WHAT SHOULD WE UNDERSTAND?
According to the law, an ex-president of the Republic of Mauritius, drawing the ex-presidential pension, is not allowed to take any remunerative employment. “A retiring President or Vice-President in receipt of a pension under subsection (1) shall not undertake any remunerative employment during the remainder of his life.”
But after the 2014 general elections, the ex-president SAJ did just that. He was appointed Prime Minister. Was not this an illegal action? Those supporting him argued that he was chosen by the people of Mauritius and could not be considered as an employee.

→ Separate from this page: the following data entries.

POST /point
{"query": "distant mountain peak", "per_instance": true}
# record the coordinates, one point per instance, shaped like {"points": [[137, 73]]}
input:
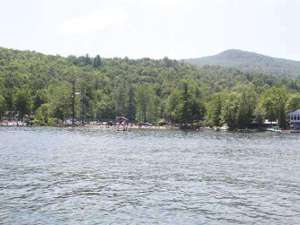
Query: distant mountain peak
{"points": [[250, 62]]}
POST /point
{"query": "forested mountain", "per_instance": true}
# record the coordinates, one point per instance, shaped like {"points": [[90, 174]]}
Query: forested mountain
{"points": [[41, 87], [251, 62]]}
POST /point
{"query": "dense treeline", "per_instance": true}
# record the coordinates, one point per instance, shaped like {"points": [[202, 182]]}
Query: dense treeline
{"points": [[42, 87]]}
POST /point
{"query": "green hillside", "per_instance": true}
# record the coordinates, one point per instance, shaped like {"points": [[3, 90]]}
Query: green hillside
{"points": [[41, 86]]}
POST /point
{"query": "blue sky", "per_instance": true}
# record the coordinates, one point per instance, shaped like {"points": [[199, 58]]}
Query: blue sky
{"points": [[151, 28]]}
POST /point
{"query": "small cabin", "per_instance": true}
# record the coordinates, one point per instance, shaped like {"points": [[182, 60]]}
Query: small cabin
{"points": [[294, 119]]}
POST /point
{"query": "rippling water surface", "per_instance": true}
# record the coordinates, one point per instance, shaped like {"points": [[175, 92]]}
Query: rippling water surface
{"points": [[93, 176]]}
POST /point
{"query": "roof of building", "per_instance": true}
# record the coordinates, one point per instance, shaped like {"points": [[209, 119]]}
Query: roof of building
{"points": [[295, 112]]}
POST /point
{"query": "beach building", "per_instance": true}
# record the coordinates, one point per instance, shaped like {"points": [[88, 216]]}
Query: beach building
{"points": [[294, 119]]}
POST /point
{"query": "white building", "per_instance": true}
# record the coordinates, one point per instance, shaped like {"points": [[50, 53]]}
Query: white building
{"points": [[294, 118]]}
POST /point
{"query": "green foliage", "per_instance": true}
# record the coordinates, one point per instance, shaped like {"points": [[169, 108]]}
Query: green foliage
{"points": [[273, 105], [143, 90], [23, 102]]}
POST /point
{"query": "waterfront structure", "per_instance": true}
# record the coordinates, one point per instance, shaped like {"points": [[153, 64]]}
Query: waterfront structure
{"points": [[294, 119]]}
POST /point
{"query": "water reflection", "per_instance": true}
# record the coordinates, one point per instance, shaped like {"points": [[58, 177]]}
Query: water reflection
{"points": [[92, 176]]}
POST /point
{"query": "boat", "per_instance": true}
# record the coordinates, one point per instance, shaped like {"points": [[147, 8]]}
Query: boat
{"points": [[274, 129]]}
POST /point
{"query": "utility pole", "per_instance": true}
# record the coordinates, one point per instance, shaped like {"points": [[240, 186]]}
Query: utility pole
{"points": [[73, 102]]}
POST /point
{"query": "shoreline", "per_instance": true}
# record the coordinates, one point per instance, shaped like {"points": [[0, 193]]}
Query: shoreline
{"points": [[153, 127]]}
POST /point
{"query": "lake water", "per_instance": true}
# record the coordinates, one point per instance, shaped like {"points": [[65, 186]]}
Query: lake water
{"points": [[93, 176]]}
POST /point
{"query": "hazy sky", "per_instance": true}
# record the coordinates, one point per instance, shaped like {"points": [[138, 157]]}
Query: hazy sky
{"points": [[151, 28]]}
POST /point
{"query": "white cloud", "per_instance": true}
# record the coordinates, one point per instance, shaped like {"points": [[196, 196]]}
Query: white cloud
{"points": [[99, 20]]}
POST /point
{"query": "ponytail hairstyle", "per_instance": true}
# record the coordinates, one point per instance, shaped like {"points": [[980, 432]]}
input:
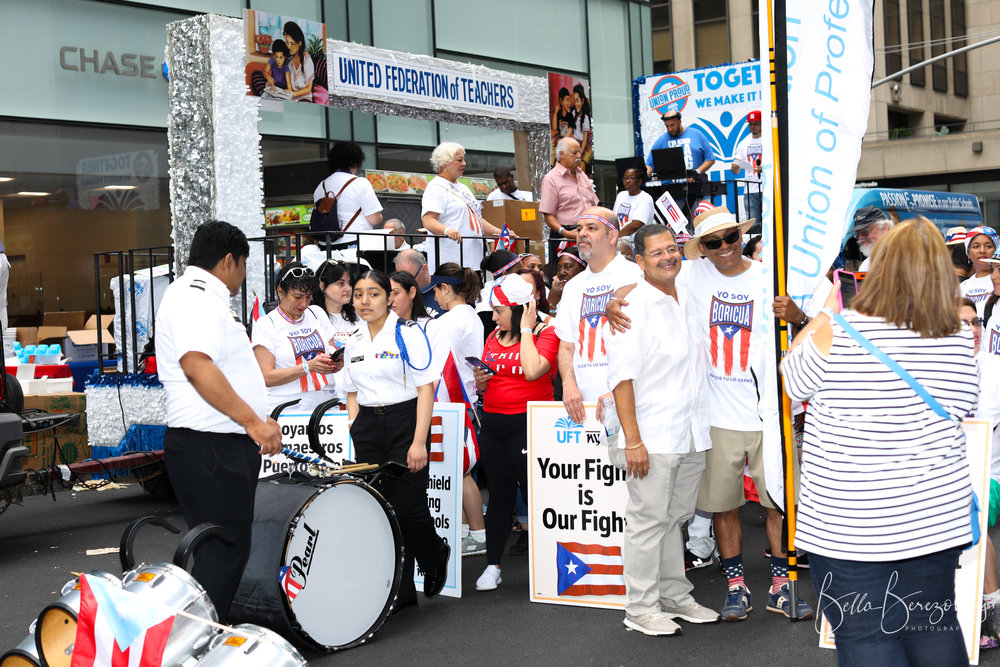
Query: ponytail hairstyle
{"points": [[471, 286], [329, 272]]}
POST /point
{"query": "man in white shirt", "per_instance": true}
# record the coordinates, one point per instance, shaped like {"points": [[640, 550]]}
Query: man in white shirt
{"points": [[749, 152], [661, 445], [583, 361], [217, 424], [727, 289], [507, 187], [358, 208]]}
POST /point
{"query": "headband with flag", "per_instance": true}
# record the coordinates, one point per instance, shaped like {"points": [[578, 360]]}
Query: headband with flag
{"points": [[573, 257], [506, 267], [594, 216], [511, 290]]}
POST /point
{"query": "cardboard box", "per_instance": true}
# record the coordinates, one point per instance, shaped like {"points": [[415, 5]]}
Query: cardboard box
{"points": [[521, 217], [69, 319], [72, 439], [81, 345]]}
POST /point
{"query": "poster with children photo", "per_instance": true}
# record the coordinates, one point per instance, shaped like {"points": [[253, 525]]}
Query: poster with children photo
{"points": [[286, 57]]}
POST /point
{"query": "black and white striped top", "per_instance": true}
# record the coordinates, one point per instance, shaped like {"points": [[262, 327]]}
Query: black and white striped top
{"points": [[883, 476]]}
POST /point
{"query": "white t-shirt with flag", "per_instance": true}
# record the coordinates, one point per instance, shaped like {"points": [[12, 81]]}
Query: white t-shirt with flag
{"points": [[291, 343], [750, 150], [633, 207], [979, 290], [730, 308], [581, 321]]}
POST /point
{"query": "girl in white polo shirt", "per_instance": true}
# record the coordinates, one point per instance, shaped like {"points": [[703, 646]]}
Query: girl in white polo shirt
{"points": [[389, 381]]}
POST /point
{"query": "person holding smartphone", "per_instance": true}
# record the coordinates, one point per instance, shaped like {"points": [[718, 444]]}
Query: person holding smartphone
{"points": [[521, 355]]}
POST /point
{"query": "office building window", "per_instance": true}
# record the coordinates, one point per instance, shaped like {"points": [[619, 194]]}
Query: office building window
{"points": [[939, 70], [893, 52], [663, 45], [959, 63], [915, 36], [711, 33]]}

Moreover, he had no employer and was not receiving an emolument but an allowance. That is only ONE way of looking at the situation. Is there another way? Yes, there is!
1. SAJ was recruited by the electorate. Are ‘people’ and ‘electorate’ synonyms? ‘People’ is polysemic and so means many different things; ‘electorate’ has a clearer and more specific meaning. The electorate which chose him is only a ‘recruiting agent’ and not his employer. SAJ is employed by the state which also employs MLA’s, ministers etc. An analogy: the PSC recruits civil servants but does not employ them. The state is their employer.
2. A financial allowance is an honorarium and so is a form of emolument which is taxable.
It seems that the illegal nomination of SAJ as PM has made his government illegal and consequently all decisions of that government under SAJ’s primeministership were illegal and so null and void. His present function as minister is also illegal.
What has caused this confusion? It is the inability of political leaders and some lawyers to distinguish between the state and government. The government is a manager on a five-year contract to run the affairs of the state, the real employer of the government. The state remains while governments come and go. Elections change governments; only a revolution changes the state.